Edward Knight (fl. 1613 - 1637) was the prompter (then called the "book-keeper" or "book-holder") of the King's Men, the acting company that performed the plays of William Shakespeare, Ben Jonson, John Fletcher, and other playwrights of Jacobean and Caroline drama.

In English Renaissance theatre, the prompter managed the company's performances, ensuring that they went according to plan; he also supervised and maintained the troupe's dramatic manuscripts, its "playbooks." It was in this sense that the prompter "held" and "kept" the "books" of the company. And when censorship problems arose, the prompter had to resolve them.

Nothing is known of Knight's personal history; he is known only through his professional activities. Prior to his service with the King's Men, he functioned as a prompter for a competing company, Prince Charles's Men; he witnessed a contract between Philip Henslowe and the actors in March 1616. After some years with the King's Men, he was apparently regarded as a key member of the company's supporting staff: on 27 December 1624, Sir Henry Herbert, the Master of the Revels, issued a roster of 21 "musicians and other necessary attendants" of the King's Men who could not be arrested or "pressed for soldiers" without the permission of either Herbert or the Lord Chamberlain, then William Herbert, 3rd Earl of Pembroke. Knight's name is first on the list. (The 16th name on the list is Anthony Knight, perhaps a relative.)
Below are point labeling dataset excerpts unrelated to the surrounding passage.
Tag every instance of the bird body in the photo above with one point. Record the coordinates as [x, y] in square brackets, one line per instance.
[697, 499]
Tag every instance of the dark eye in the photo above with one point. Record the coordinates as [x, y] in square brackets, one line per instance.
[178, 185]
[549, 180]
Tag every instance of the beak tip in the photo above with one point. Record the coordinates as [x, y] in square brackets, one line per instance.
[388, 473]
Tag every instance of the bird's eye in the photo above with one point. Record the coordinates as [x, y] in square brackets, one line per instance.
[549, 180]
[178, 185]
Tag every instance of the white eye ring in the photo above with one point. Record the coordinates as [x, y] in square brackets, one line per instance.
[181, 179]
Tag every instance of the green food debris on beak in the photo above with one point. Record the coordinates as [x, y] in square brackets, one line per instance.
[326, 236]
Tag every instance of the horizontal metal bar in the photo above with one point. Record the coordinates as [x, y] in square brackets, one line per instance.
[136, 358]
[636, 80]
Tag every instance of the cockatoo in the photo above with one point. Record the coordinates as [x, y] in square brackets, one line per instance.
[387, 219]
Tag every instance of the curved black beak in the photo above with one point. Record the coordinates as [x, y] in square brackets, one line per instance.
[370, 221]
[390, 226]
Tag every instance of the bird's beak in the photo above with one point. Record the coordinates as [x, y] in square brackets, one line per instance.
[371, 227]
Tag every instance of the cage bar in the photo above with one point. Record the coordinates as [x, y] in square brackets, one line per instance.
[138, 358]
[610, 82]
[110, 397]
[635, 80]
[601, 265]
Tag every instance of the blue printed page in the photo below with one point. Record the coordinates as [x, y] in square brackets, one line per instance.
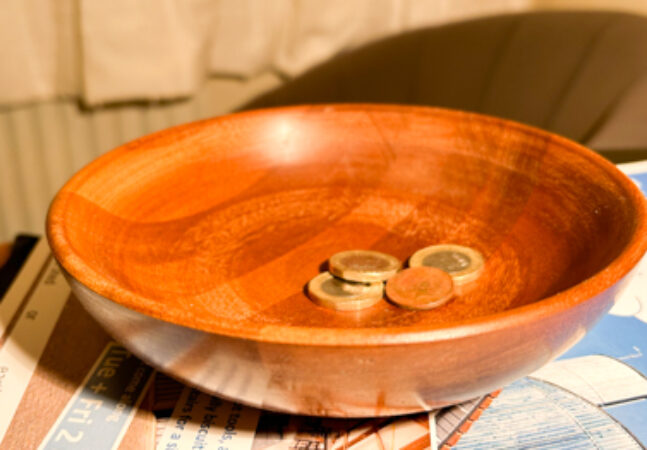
[594, 395]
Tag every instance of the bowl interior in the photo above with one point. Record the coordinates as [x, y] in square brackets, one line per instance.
[220, 224]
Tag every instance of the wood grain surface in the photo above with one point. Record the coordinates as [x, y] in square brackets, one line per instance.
[218, 225]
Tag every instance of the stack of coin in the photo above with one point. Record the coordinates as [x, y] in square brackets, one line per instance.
[355, 281]
[356, 278]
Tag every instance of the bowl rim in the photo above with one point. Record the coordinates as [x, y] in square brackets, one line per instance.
[544, 308]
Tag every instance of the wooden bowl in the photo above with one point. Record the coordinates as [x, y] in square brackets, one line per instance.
[192, 246]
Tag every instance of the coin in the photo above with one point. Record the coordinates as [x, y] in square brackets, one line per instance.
[364, 266]
[334, 293]
[420, 288]
[464, 264]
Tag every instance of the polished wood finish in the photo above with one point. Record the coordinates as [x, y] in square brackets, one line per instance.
[218, 226]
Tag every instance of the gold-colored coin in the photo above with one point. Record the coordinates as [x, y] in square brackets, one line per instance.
[364, 266]
[334, 293]
[464, 264]
[420, 288]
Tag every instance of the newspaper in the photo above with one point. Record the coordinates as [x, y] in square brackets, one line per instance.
[593, 396]
[64, 384]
Knight prepared the company's play texts for production, adding stage directions, cues for offstage sounds, and other necessary information to turn an author's or scribe's manuscript into a promptbook. Several play manuscripts in Knight's hand survive – for Bonduca, The Faithful Friends, and The Honest Man's Fortune. (Knight's manuscript for Bonduca is not a promptbook but a presentation MS. In the MSS. of both Bonduca and The Fautfhul Friends, Knight leaves gaps because he is transcribing the author's drafts, the "foul papers," and sometimes cannot read the defective texts.) Knight's job of annotating manuscripts for use as promptbooks throws light on practical aspects of the stagecraft of the era, and also the censorship problems that plagued the dramatists and actors. Philip Massinger's authorial MS. of his Believe as You List reveals official censorship in action, and bears notes and revisions in Knight's hand.

(In the Believe as You List MS., Knight marked the actors' entrances three or four lines prior to their first speaking; they needed the time to traverse the large stage of the Globe Theatre.)

A second document from the hand of Sir Henry Herbert, addressed personally to Knight, is especially notable. On 21 October 1633, Herbert returned the MS. of The Woman's Prize to Knight, ordering him to do a better job of removing "oaths, prophaness, and publique ribaldrye", and threatening Knight with consequences if he doesn't do better: "you will answer it at your perill."

Shakespeare scholars have devoted a good measure of attention to the specifics of Knight's practice and his handwriting, looking for insight into the effect Knight may have had on the details of Shakespeare's texts. "The 1634 Quarto of Two Noble Kinsmen, printed from a manuscript which apparently reflects a revival of 1625/6, contains stage directions probably penned by Knight." At the extreme, it has been suggested that Knight was "the virtual editor of the First Folio on behalf of Heminge and Condell."

(The censored manuscript of the Fletcher/Massinger collaboration Sir John van Olden Barnavelt contains prompter's notes, but they are not in Knight's hand. The King's Men had another prompter in Knight's era, a man named Thomas Vincent; even less is known about Vincent than about Knight.)